In the main roles, Gena Rowlands is so forcefully hard-bitten and John Adames so sheerly unusual that they elevate the material.  Rowlands is as affecting as she’s economical when Gloria, suppressing tears, leaves Phil in their hotel room and heads for her climactic confrontation with the mob boss who was once her lover (Basilio Franchina) and his henchmen.  Rowlands appeared in a total of nine Cassavetes films and starred in five of the last seven.  He wrote this part for his wife even though he didn’t expect to direct her in it.  Cassavetes may have felt Rowlands applied an authenticating Midas touch to the character – plenty of critics certainly felt that.  This viewer could never forget that Gloria (whose surname is the actual birth name of Gloria Swanson) was a movie type – I’d say a stereotype rather than an archetype.

‘She’s tough … but she sides with the little guy’, declared the theatrical release poster for Gloria in 1980.  While Rowlands received a Best Actress Oscar nomination for her work, John Adames shared the Razzie for Worst Supporting Actor – tough for an eight-year-old, and unfair.  (Even if he was in distinguished company:  the co-recipient of the award was Laurence Olivier for his hilarious performance in The Jazz Singer.)  Adames isn’t a natural actor (he’s not performed on screen since), which makes him a surprising choice for a big role in a Cassavetes picture, but he’s a distinctive presence.  In spite of Gena Rowlands’ matter-of-factness, the double meanings in Gloria’s remarks about falling in love and sleeping with Phil have a cute and mildly queasy quality but eccentric John Adames has a winning intentness and determination.  ‘You’re the man’, Jack Dawn tells Phil as he entrusts his ledger (‘the Bible’) to his young son shortly before hitmen descend on the apartment.  Adames makes curious, complete sense of this label:  he’s a homunculus.

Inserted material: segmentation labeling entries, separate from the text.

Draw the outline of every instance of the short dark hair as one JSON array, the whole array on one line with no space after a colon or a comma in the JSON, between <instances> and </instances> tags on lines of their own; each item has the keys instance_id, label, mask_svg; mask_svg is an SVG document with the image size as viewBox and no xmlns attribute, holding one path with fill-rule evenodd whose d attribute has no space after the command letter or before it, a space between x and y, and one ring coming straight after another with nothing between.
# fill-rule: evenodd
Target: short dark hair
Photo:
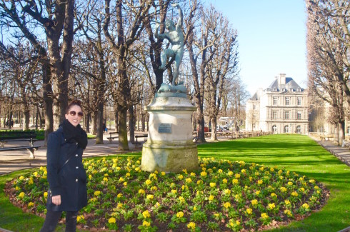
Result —
<instances>
[{"instance_id":1,"label":"short dark hair","mask_svg":"<svg viewBox=\"0 0 350 232\"><path fill-rule=\"evenodd\" d=\"M81 110L83 109L83 107L81 107L81 101L79 100L74 99L71 101L67 106L67 108L66 108L66 114L68 114L69 113L69 109L71 108L73 106L78 106L80 108L81 108Z\"/></svg>"}]
</instances>

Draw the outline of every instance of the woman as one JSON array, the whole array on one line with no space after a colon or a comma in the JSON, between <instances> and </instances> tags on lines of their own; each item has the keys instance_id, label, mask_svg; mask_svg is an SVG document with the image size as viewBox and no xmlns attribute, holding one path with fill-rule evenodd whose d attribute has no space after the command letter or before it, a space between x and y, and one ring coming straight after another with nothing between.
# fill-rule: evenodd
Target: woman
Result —
<instances>
[{"instance_id":1,"label":"woman","mask_svg":"<svg viewBox=\"0 0 350 232\"><path fill-rule=\"evenodd\" d=\"M49 135L47 213L42 232L54 231L62 211L66 212L66 231L76 231L76 216L87 204L86 173L82 164L87 145L86 132L80 126L81 102L74 100L66 109L66 119Z\"/></svg>"}]
</instances>

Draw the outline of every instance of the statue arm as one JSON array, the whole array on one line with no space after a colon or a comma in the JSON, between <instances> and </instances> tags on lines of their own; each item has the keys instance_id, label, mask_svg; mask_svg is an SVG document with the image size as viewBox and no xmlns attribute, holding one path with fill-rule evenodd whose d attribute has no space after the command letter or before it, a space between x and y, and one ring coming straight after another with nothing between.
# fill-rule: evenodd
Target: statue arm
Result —
<instances>
[{"instance_id":1,"label":"statue arm","mask_svg":"<svg viewBox=\"0 0 350 232\"><path fill-rule=\"evenodd\" d=\"M182 22L184 20L184 14L182 14L182 9L180 7L180 5L179 5L178 3L171 4L173 7L177 7L179 9L179 20L177 21L177 24L176 24L176 29L181 29L182 28Z\"/></svg>"},{"instance_id":2,"label":"statue arm","mask_svg":"<svg viewBox=\"0 0 350 232\"><path fill-rule=\"evenodd\" d=\"M159 23L156 24L156 31L154 32L154 37L156 37L156 39L165 39L166 38L165 34L158 33L158 29L159 28L159 26L160 24Z\"/></svg>"}]
</instances>

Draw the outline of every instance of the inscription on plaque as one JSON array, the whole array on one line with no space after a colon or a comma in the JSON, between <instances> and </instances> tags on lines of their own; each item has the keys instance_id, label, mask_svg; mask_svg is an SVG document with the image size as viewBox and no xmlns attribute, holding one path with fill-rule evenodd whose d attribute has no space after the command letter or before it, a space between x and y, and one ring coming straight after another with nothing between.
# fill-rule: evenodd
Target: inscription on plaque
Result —
<instances>
[{"instance_id":1,"label":"inscription on plaque","mask_svg":"<svg viewBox=\"0 0 350 232\"><path fill-rule=\"evenodd\" d=\"M160 123L158 127L158 133L171 133L171 123Z\"/></svg>"}]
</instances>

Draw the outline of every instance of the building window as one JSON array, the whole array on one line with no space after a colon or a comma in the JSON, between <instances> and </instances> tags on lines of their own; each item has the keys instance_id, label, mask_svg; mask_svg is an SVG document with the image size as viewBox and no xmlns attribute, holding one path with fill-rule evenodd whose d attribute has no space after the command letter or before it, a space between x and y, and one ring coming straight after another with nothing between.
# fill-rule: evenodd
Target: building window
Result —
<instances>
[{"instance_id":1,"label":"building window","mask_svg":"<svg viewBox=\"0 0 350 232\"><path fill-rule=\"evenodd\" d=\"M296 99L296 104L298 106L301 106L301 98L297 98Z\"/></svg>"},{"instance_id":2,"label":"building window","mask_svg":"<svg viewBox=\"0 0 350 232\"><path fill-rule=\"evenodd\" d=\"M274 96L274 106L277 105L277 97Z\"/></svg>"},{"instance_id":3,"label":"building window","mask_svg":"<svg viewBox=\"0 0 350 232\"><path fill-rule=\"evenodd\" d=\"M272 118L274 119L277 118L277 111L272 111Z\"/></svg>"},{"instance_id":4,"label":"building window","mask_svg":"<svg viewBox=\"0 0 350 232\"><path fill-rule=\"evenodd\" d=\"M286 97L286 106L289 106L289 97Z\"/></svg>"},{"instance_id":5,"label":"building window","mask_svg":"<svg viewBox=\"0 0 350 232\"><path fill-rule=\"evenodd\" d=\"M289 119L289 111L284 111L284 119Z\"/></svg>"},{"instance_id":6,"label":"building window","mask_svg":"<svg viewBox=\"0 0 350 232\"><path fill-rule=\"evenodd\" d=\"M296 126L296 133L301 133L301 126L299 125Z\"/></svg>"},{"instance_id":7,"label":"building window","mask_svg":"<svg viewBox=\"0 0 350 232\"><path fill-rule=\"evenodd\" d=\"M296 119L301 119L301 112L296 112Z\"/></svg>"},{"instance_id":8,"label":"building window","mask_svg":"<svg viewBox=\"0 0 350 232\"><path fill-rule=\"evenodd\" d=\"M289 126L284 126L284 133L289 133Z\"/></svg>"}]
</instances>

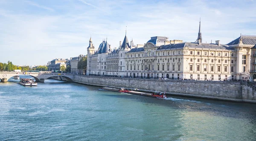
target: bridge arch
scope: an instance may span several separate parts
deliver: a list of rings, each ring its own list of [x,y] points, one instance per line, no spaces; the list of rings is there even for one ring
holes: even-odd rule
[[[73,80],[72,79],[71,79],[68,76],[66,76],[64,75],[58,75],[58,76],[50,76],[44,78],[44,80],[45,80],[49,78],[52,78],[53,77],[55,77],[55,76],[64,77],[67,79],[67,80],[68,82],[73,82]]]

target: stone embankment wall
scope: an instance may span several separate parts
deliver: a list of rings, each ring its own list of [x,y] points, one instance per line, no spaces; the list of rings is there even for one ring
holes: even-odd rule
[[[100,87],[165,91],[168,94],[256,103],[256,87],[247,82],[158,80],[75,76],[74,82]]]

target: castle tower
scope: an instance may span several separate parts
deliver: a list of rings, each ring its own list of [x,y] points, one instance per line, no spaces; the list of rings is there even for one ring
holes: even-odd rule
[[[198,39],[197,40],[197,42],[199,42],[198,43],[201,43],[202,42],[202,34],[201,34],[201,18],[200,18],[200,20],[199,22],[199,31],[198,31]]]
[[[90,74],[90,70],[91,70],[92,55],[95,51],[95,48],[93,44],[92,37],[91,36],[89,41],[89,46],[87,48],[87,71],[86,71],[86,75],[89,75]]]

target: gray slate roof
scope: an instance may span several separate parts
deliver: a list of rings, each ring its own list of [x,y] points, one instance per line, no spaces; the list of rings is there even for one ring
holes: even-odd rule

Although physically convincing, the hoods are part of the formulaic side of Gloria.  The playing of them (by, among several others, Tom Noonan, J C Quinn and Sonny Landham) is one-dimensional – there’s no sign here of the hyper-naturalism of a typical Cassavetes ensemble.  This could be intentional – keeping the bad guys at a cartoonish level makes it easier to take Gloria’s firing as many bullets into them as she does.  Even so, the more interesting contributions come in cameos – John Pavelko as a grey-faced bank teller, a succession of cab drivers (Shanton Granger, Santos Morales, Walter Jukes, Janet Ruben, Jerry Jaffe).  Bill Conti’s score sustains the Hispanic aspect of the story by incorporating the famous melody from the second movement of the Rodrigo guitar concerto.  It gives the narrative a lift but also reminds us this is music we’ve heard before – just as we’ve seen before people-discovering-their-humanity movies like Gloria.